The popularity of exchange-traded funds reminds Robert Taylor, the Chair of IOSCO’s investment management division, of the hype around structured products leading up to the global financial crisis.
Taylor, speaking at a Financial Services Council’s event this morning while visiting for the International Organisation of Securities Commission’s annual meeting, said ETFs are “more than just the flavour of the month – they are the flavour of the decade.”
Harking back to his time at Merill Lynch before the GFC, Taylor drew parallels between the mania surrounding structured products – a type of debt obligation investment – in the early 2000s and the hype surrounding ETFs this decade.
“A lot of the people involved with the ETF product are thinking about it the same way that people thought about structured products two decades ago,” Taylor said. “The product has a lot of components that securities market regulators would worry about.”

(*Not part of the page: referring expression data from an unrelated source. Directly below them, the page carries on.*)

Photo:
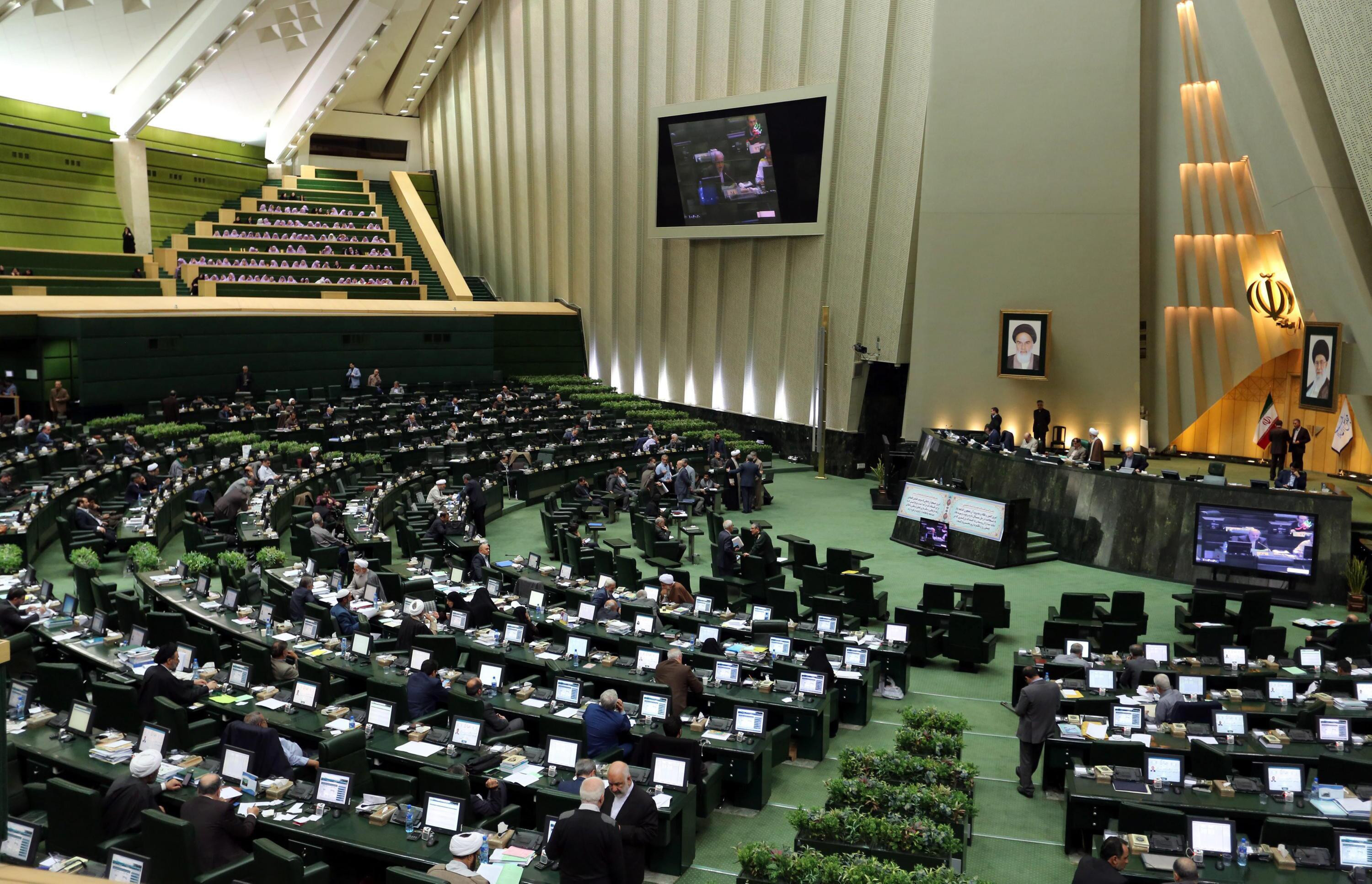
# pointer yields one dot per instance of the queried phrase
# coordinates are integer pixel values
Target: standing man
(1300, 439)
(636, 815)
(1038, 710)
(1279, 439)
(1042, 417)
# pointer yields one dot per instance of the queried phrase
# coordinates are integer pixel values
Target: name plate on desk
(962, 513)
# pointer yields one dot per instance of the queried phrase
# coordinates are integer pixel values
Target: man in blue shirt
(426, 691)
(607, 725)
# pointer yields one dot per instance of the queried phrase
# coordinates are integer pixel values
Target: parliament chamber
(614, 442)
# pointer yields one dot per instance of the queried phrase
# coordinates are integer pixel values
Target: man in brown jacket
(678, 676)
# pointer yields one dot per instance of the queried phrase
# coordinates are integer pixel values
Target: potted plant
(880, 498)
(1357, 576)
(11, 558)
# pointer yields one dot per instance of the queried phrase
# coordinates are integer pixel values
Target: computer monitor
(1286, 779)
(1191, 686)
(656, 706)
(1101, 679)
(444, 813)
(235, 764)
(563, 753)
(1355, 852)
(80, 717)
(334, 788)
(1333, 730)
(492, 675)
(1211, 835)
(306, 694)
(748, 720)
(1124, 716)
(568, 691)
(125, 867)
(1226, 724)
(154, 738)
(381, 714)
(21, 843)
(670, 772)
(1156, 651)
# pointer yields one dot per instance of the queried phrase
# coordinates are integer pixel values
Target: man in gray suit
(1038, 710)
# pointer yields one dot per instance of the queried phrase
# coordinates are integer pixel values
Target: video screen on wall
(755, 165)
(1256, 540)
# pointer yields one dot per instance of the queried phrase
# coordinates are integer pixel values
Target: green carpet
(1016, 838)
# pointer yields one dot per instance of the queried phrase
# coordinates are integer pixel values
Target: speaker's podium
(949, 521)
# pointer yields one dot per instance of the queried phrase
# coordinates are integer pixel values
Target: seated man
(607, 725)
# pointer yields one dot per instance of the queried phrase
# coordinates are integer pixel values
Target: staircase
(1039, 550)
(391, 209)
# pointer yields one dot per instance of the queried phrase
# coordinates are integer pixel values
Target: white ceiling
(72, 54)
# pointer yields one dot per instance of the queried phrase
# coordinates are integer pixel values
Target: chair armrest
(225, 875)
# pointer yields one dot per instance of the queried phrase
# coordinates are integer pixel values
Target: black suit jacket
(221, 835)
(588, 846)
(160, 682)
(637, 830)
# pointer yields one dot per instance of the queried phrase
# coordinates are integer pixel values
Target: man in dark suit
(1115, 856)
(1300, 439)
(725, 558)
(1279, 439)
(221, 835)
(636, 813)
(160, 682)
(475, 503)
(1038, 708)
(586, 842)
(1042, 417)
(1132, 461)
(680, 677)
(762, 546)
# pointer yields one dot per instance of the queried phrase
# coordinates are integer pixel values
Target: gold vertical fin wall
(536, 127)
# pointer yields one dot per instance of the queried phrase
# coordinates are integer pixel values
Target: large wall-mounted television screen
(1256, 540)
(743, 166)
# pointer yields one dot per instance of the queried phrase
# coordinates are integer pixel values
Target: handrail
(427, 235)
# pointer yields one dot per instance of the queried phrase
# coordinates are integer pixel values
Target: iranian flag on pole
(1263, 431)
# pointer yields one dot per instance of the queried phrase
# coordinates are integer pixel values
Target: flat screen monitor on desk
(1286, 779)
(1163, 768)
(1209, 835)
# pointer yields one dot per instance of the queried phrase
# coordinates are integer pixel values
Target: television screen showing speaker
(1256, 540)
(754, 165)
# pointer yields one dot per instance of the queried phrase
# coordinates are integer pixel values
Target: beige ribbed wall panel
(536, 127)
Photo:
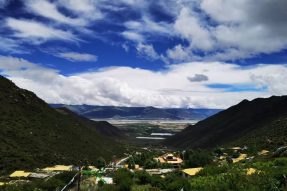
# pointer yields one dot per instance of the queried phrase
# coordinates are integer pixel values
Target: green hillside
(33, 135)
(261, 123)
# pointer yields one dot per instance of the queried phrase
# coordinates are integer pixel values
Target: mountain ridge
(245, 119)
(152, 113)
(32, 134)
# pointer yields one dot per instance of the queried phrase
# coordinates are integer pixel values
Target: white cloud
(38, 32)
(130, 35)
(77, 57)
(50, 10)
(9, 45)
(177, 54)
(198, 78)
(85, 9)
(147, 51)
(139, 87)
(189, 27)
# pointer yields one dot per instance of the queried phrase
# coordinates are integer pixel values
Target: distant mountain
(104, 112)
(102, 127)
(32, 134)
(261, 122)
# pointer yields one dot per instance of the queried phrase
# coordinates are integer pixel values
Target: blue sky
(181, 53)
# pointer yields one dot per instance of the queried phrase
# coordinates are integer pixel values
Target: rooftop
(192, 171)
(58, 168)
(19, 173)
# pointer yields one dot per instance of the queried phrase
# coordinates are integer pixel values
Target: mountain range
(32, 134)
(137, 113)
(261, 122)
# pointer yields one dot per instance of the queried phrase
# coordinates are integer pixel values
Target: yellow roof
(93, 168)
(20, 173)
(192, 171)
(263, 152)
(162, 159)
(235, 148)
(58, 168)
(240, 158)
(251, 171)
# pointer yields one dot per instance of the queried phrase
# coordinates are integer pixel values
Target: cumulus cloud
(36, 31)
(133, 36)
(235, 29)
(49, 10)
(198, 78)
(139, 87)
(75, 56)
(189, 27)
(147, 51)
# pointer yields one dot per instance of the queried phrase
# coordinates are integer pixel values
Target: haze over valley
(143, 95)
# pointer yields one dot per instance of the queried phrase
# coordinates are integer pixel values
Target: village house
(191, 171)
(170, 159)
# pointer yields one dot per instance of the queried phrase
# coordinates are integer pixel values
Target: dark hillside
(102, 127)
(244, 121)
(33, 135)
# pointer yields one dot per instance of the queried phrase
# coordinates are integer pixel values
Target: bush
(198, 158)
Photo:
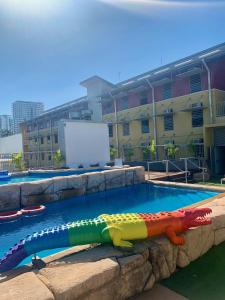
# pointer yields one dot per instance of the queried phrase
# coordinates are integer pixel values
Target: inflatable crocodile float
(118, 229)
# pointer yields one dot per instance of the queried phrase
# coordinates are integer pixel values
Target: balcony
(220, 109)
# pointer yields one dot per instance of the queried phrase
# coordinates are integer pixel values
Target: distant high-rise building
(5, 125)
(25, 111)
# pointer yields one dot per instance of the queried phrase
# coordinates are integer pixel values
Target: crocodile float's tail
(71, 234)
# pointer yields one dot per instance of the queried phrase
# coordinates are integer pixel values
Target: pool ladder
(186, 172)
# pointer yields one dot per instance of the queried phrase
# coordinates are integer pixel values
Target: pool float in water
(4, 175)
(9, 216)
(33, 210)
(118, 229)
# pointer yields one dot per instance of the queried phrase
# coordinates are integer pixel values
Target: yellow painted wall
(183, 132)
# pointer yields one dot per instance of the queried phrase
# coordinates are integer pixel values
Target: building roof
(158, 75)
(93, 79)
(63, 106)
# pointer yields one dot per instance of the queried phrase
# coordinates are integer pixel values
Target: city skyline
(44, 56)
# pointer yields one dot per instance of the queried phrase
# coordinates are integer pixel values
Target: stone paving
(104, 272)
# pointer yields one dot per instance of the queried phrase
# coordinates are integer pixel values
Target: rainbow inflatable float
(118, 229)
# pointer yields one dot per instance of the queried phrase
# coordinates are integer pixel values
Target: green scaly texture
(88, 232)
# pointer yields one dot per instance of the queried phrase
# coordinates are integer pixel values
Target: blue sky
(48, 46)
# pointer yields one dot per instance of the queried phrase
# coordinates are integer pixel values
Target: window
(197, 118)
(145, 126)
(56, 138)
(167, 91)
(168, 122)
(124, 103)
(126, 128)
(143, 99)
(108, 108)
(110, 130)
(195, 83)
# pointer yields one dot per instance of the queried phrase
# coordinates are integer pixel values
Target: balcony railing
(220, 109)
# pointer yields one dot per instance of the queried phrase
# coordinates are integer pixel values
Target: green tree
(149, 150)
(113, 153)
(171, 150)
(129, 152)
(191, 148)
(58, 158)
(18, 162)
(152, 149)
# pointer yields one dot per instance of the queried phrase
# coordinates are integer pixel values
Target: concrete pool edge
(17, 195)
(110, 273)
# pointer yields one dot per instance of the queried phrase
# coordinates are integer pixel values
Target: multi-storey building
(24, 111)
(5, 124)
(41, 135)
(182, 103)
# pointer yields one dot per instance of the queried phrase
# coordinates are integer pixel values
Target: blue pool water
(144, 198)
(40, 176)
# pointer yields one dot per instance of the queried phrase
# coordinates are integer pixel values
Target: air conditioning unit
(143, 115)
(74, 115)
(168, 111)
(198, 141)
(197, 105)
(86, 112)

Taylor’s concern is that, once again, people don’t know the risks inherent in the product they’re investing in. Retail investors love the idea of ETFs, he says, but “they don’t really understand the basic arbitrage function that supports the product.
Liability issues for ETF distributors, he explained, were not out of play.

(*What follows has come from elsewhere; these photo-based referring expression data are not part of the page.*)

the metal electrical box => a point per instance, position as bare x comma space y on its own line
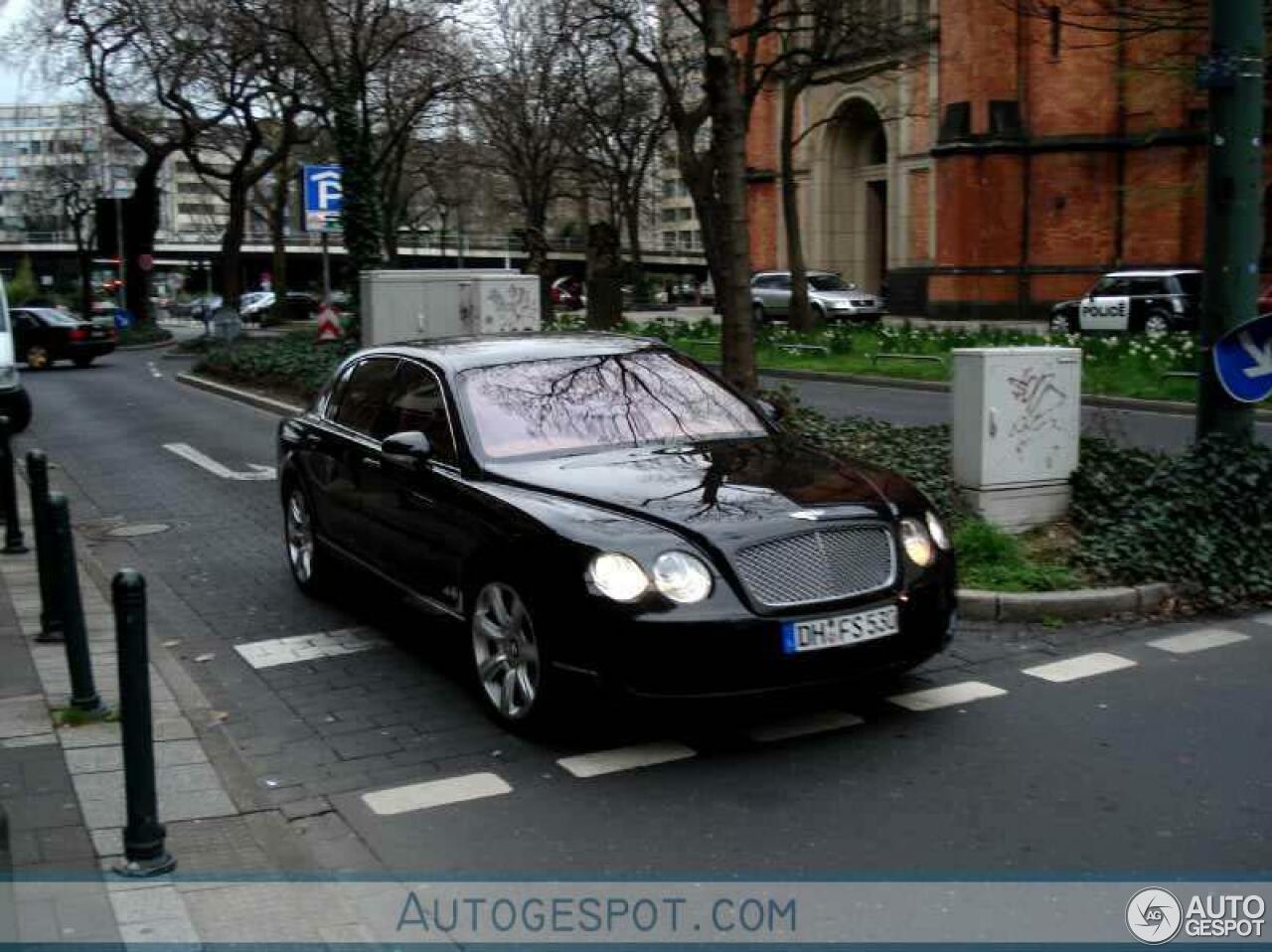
1017, 426
400, 306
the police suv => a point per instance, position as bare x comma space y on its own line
1153, 302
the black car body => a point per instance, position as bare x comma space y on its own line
46, 335
1153, 302
540, 467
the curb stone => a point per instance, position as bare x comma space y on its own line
1081, 604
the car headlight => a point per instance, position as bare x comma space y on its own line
682, 576
618, 576
917, 544
938, 532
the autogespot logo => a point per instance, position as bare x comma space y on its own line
1154, 916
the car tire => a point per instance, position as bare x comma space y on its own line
37, 358
1157, 323
514, 680
305, 557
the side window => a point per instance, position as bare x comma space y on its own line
418, 403
364, 397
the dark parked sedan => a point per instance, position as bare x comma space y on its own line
45, 335
602, 507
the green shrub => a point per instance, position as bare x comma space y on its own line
294, 364
1199, 521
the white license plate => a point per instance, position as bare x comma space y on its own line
840, 630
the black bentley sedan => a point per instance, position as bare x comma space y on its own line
46, 335
602, 507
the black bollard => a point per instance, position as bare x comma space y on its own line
84, 695
51, 626
144, 852
13, 540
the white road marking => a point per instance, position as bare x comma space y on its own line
946, 697
255, 474
819, 723
1081, 666
641, 755
298, 648
435, 793
1199, 640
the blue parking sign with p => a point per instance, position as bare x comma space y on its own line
323, 194
1243, 361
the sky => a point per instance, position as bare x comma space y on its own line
19, 79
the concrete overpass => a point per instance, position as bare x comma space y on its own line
199, 257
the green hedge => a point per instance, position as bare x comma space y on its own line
293, 364
1200, 521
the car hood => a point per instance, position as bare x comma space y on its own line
722, 490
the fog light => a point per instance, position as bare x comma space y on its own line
682, 576
917, 544
618, 576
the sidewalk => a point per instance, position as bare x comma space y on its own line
63, 789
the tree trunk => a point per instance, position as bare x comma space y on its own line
729, 152
140, 223
800, 311
232, 241
604, 277
278, 231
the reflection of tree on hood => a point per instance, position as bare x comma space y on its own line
613, 398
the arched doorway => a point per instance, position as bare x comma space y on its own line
857, 201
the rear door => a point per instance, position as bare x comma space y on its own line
427, 522
1107, 307
351, 468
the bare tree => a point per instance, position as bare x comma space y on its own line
136, 58
523, 107
377, 67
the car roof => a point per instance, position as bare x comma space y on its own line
1161, 272
458, 354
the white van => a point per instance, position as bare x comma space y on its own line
14, 401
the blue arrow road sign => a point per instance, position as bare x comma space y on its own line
1243, 359
323, 198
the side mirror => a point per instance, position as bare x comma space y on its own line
408, 448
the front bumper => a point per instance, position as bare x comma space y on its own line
738, 653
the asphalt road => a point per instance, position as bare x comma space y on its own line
1157, 767
909, 407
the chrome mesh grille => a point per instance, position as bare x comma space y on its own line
818, 566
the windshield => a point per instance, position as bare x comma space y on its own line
596, 402
830, 282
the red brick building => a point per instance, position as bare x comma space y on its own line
998, 167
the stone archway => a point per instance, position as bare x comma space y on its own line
855, 208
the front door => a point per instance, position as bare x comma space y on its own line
1107, 307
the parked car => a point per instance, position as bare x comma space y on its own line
828, 294
45, 335
1143, 302
14, 399
602, 507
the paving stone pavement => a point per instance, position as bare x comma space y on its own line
62, 789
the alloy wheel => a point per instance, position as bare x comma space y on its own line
505, 652
300, 538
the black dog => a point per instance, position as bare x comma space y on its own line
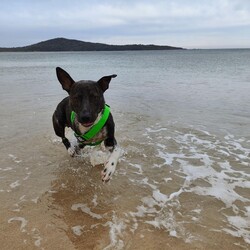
86, 113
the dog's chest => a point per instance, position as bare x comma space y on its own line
100, 136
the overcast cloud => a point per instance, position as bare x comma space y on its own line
185, 23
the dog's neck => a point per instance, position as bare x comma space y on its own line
84, 129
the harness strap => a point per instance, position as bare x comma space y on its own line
95, 129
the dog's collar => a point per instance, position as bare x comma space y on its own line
95, 129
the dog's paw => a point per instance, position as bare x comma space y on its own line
110, 166
108, 171
72, 151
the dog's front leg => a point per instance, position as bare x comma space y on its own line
110, 165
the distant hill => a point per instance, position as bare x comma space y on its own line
63, 44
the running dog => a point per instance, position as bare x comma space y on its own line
86, 113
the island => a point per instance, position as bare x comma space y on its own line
64, 44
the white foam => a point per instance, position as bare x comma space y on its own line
137, 166
117, 226
86, 210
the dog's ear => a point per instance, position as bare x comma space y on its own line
65, 79
104, 82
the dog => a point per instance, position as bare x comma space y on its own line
86, 113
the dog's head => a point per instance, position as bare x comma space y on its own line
85, 97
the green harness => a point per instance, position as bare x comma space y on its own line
94, 130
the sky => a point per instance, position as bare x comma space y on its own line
183, 23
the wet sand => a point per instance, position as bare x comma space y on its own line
53, 201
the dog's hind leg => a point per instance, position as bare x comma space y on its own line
111, 164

“Maybe there could just be a client issue at the end of the day where they’re really not certain what they’ve invested in, and if something really goes wrong, how will the industry sort out what its obligation to the client actually is?”
IOSCO – who represent the world’s securities regulators including ASIC – are interested in ETFs because they want to understand how to manage the risks associated with them in the event of another significant market downturn.

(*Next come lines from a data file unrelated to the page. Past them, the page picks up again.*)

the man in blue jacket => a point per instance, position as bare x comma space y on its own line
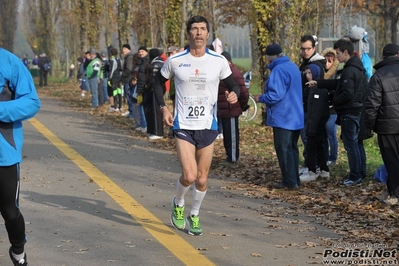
283, 99
18, 102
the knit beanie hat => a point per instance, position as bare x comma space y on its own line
390, 49
273, 49
227, 56
126, 45
154, 52
142, 48
315, 69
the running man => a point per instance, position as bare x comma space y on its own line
197, 72
18, 102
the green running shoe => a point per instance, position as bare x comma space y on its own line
195, 226
177, 216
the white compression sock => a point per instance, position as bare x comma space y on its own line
180, 193
19, 256
198, 197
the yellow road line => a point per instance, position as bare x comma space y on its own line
164, 234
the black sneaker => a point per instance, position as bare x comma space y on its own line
22, 262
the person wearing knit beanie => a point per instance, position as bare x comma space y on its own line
318, 114
142, 48
127, 46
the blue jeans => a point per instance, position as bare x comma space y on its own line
93, 85
104, 85
304, 138
350, 126
286, 145
128, 99
139, 117
362, 153
331, 147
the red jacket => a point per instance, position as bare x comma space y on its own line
225, 109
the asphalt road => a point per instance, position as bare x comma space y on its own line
94, 195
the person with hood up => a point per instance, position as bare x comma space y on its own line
381, 114
348, 103
284, 106
229, 113
153, 114
308, 56
331, 140
318, 115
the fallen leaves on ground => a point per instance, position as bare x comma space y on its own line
352, 212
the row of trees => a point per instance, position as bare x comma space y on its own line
76, 25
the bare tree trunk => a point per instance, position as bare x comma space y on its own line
8, 19
183, 23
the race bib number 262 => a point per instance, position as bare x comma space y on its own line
195, 107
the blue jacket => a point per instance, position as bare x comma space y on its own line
283, 95
18, 102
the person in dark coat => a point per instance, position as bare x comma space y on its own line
348, 103
318, 114
153, 114
309, 55
43, 60
381, 114
229, 113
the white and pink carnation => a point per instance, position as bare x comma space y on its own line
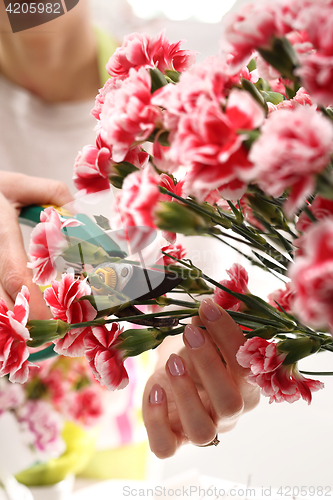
208, 144
128, 117
91, 170
11, 396
177, 251
277, 381
14, 335
316, 74
283, 297
252, 27
237, 283
104, 358
321, 208
63, 299
85, 406
312, 276
141, 50
110, 85
209, 79
47, 242
44, 425
295, 145
137, 200
94, 165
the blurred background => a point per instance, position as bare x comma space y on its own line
275, 445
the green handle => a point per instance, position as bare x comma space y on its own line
90, 231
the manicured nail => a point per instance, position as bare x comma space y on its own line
194, 336
175, 365
156, 395
210, 310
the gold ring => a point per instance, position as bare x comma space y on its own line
214, 442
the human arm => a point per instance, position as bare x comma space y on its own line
16, 191
198, 393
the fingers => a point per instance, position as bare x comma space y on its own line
13, 264
162, 440
227, 335
23, 190
197, 424
220, 387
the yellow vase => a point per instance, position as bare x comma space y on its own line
80, 446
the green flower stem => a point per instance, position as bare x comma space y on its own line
43, 354
217, 219
102, 321
315, 373
309, 214
168, 302
244, 242
253, 261
237, 227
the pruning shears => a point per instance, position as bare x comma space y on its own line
115, 278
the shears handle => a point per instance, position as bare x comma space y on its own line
89, 231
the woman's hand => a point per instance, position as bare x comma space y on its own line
201, 391
17, 191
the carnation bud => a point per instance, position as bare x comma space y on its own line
120, 171
298, 348
158, 80
264, 332
135, 341
45, 331
171, 216
197, 286
271, 213
85, 252
281, 56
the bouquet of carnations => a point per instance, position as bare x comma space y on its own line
54, 415
237, 148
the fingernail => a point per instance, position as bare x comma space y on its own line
194, 336
175, 365
156, 395
210, 310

Taylor calls the prospect of a GFC-type event hitting ETF holdings “haunting”.
He says the regulators “didn’t really pay attention” to structured products, which is something they want to avoid with ETFs. The way regulator’s approach risk has also evolved, he explained, and involves a much more “forward thinking” approach. “We’re constantly dreaming up risks that are out there in the marketplace,” he said.
Taylor said IOSCO wants to know if the market sees the ETF risks they are seeing.
“We just want to understand how the industry looks at them… and how they’re going to react when someone has to pull the emergency brake in a market environment that is tanking to the level it was in 2008, or even worse,” he said. “These are legitimate questions.”
In an earlier address, Financial Services Council chief executive, Sally Loane, echoed Taylor’s sentiment, saying there was “a lot of talk in the US about increasing regulation” of ETFs. This is creating a lot of interest here, Loane said, in the wake of the Hayne royal commission and with our newly “muscled up” regulators.
“[There are] a lot more resources for the regulators to work those laws properly,” she said, before reiterating how high the stakes are for Australian investors.
“As of March this year the [ETF] market cap’ reached $46 billion, which represents 26 per cent growth in the last 12 months,” she said.